TITLE=Experimental and Numerical Simulation of Interlayer Propagation Path of Vertical Fractures in Shale

JOURNAL=Frontiers in Energy Research

VOLUME=Volume 9 - 2021

YEAR=2021

URL=https://www.frontiersin.org/journals/energy-research/articles/10.3389/fenrg.2021.797105

DOI=10.3389/fenrg.2021.797105

ISSN=2296-598X

ABSTRACT=The complex fracture network formed by volume fracturing of shale gas reservoir is very important to the effect of reservoir reconstruction. The existence of bedding interface will change the propagation path of vertical fractures and affect the reservoir reconstruction range in the height direction. Therefore, it is of great significance to study the propagation path law of vertical fractures in shale reservoir. Firstly, the mechanical parameters of natural outcrop shale core are tested by three-point bending experiment, and the interlayer propagation path of vertical fractures is studied. Considering the difference between the experimental environment and the actual fracturing conditions of shale reservoir, based on the Cohesive element and considering the fluid-solid-damage coupling in the process of hydraulic fracturing, a two-dimensional numerical model of vertical fracture interlayer propagation is established.
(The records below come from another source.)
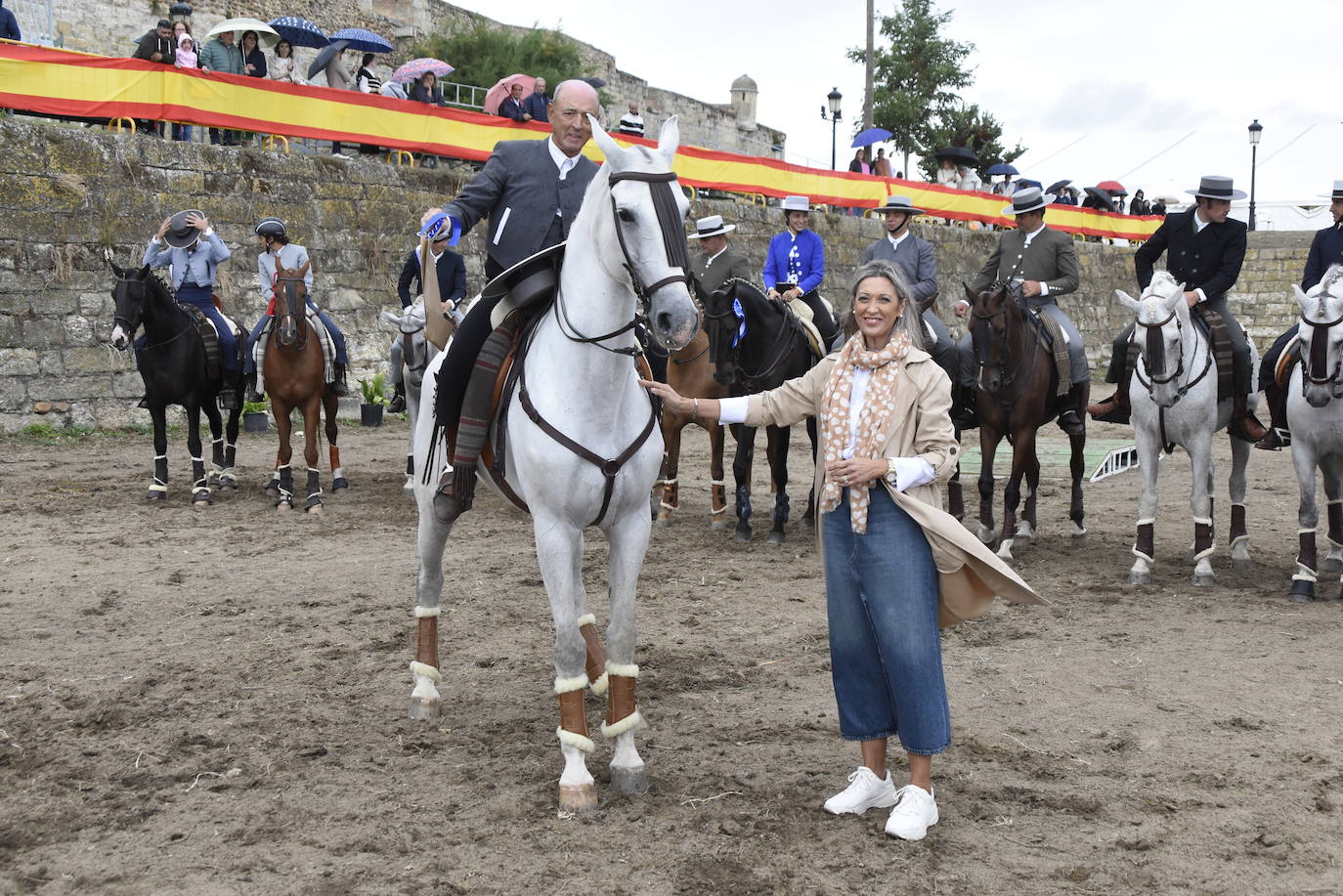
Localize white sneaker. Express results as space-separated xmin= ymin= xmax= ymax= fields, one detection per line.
xmin=887 ymin=785 xmax=937 ymax=839
xmin=825 ymin=766 xmax=895 ymax=816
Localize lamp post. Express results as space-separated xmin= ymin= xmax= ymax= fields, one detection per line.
xmin=821 ymin=87 xmax=844 ymax=171
xmin=1249 ymin=118 xmax=1264 ymax=230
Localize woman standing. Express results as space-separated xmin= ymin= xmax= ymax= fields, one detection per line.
xmin=643 ymin=261 xmax=1042 ymax=839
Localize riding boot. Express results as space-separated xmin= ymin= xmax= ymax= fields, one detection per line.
xmin=1059 ymin=383 xmax=1087 ymax=435
xmin=330 ymin=364 xmax=349 ymax=398
xmin=1254 ymin=383 xmax=1292 ymax=451
xmin=951 ymin=383 xmax=979 ymax=433
xmin=1226 ymin=395 xmax=1268 ymax=442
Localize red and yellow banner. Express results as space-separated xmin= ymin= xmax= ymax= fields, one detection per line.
xmin=0 ymin=42 xmax=1162 ymax=240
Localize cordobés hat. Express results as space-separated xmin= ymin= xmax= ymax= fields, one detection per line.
xmin=686 ymin=215 xmax=737 ymax=239
xmin=164 ymin=208 xmax=205 ymax=248
xmin=1185 ymin=175 xmax=1249 ymax=200
xmin=999 ymin=187 xmax=1055 ymax=215
xmin=873 ymin=196 xmax=928 ymax=215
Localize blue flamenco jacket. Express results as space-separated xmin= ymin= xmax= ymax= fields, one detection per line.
xmin=762 ymin=230 xmax=826 ymax=294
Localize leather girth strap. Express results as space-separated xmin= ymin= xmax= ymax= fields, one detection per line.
xmin=517 ymin=364 xmax=658 ymax=526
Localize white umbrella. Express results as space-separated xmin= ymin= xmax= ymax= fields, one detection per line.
xmin=205 ymin=19 xmax=280 ymax=48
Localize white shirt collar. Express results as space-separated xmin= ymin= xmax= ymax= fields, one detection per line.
xmin=545 ymin=137 xmax=579 ymax=180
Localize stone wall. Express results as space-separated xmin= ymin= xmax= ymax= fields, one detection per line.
xmin=0 ymin=118 xmax=1310 ymax=431
xmin=47 ymin=0 xmax=787 ymax=157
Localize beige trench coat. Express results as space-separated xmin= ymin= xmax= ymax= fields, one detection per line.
xmin=747 ymin=349 xmax=1048 ymax=627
The interlayer propagation path of vertical fractures under different reservoir properties and construction parameters is calculated. According to the experimental results, the strength of bedding interface is the weakest, the crack propagation resistance along the bedding interface is the smallest, and the crack propagation path is straight; When the fracture is orthogonal or perpendicular to the bedding interface, the fracture propagation resistance is large, and the fracture appears arc propagation path or deflection. According to the numerical simulation results, the difference between vertical stress and minimum horizontal in-situ stress difference, interlayer in-situ stress difference and interface stiffness will have a significant impact on the propagation path of vertical fractures; Large displacement fluid injection and high viscosity fluid injection help vertical fractures pass through the bedding interface, and low viscosity fracturing fluid helps to open the bedding interface. This research work is helpful to better understand the characteristics of bedding shale and the interlayer propagation law of vertical fractures, and to form the stimulation strategy of shale gas reservoir.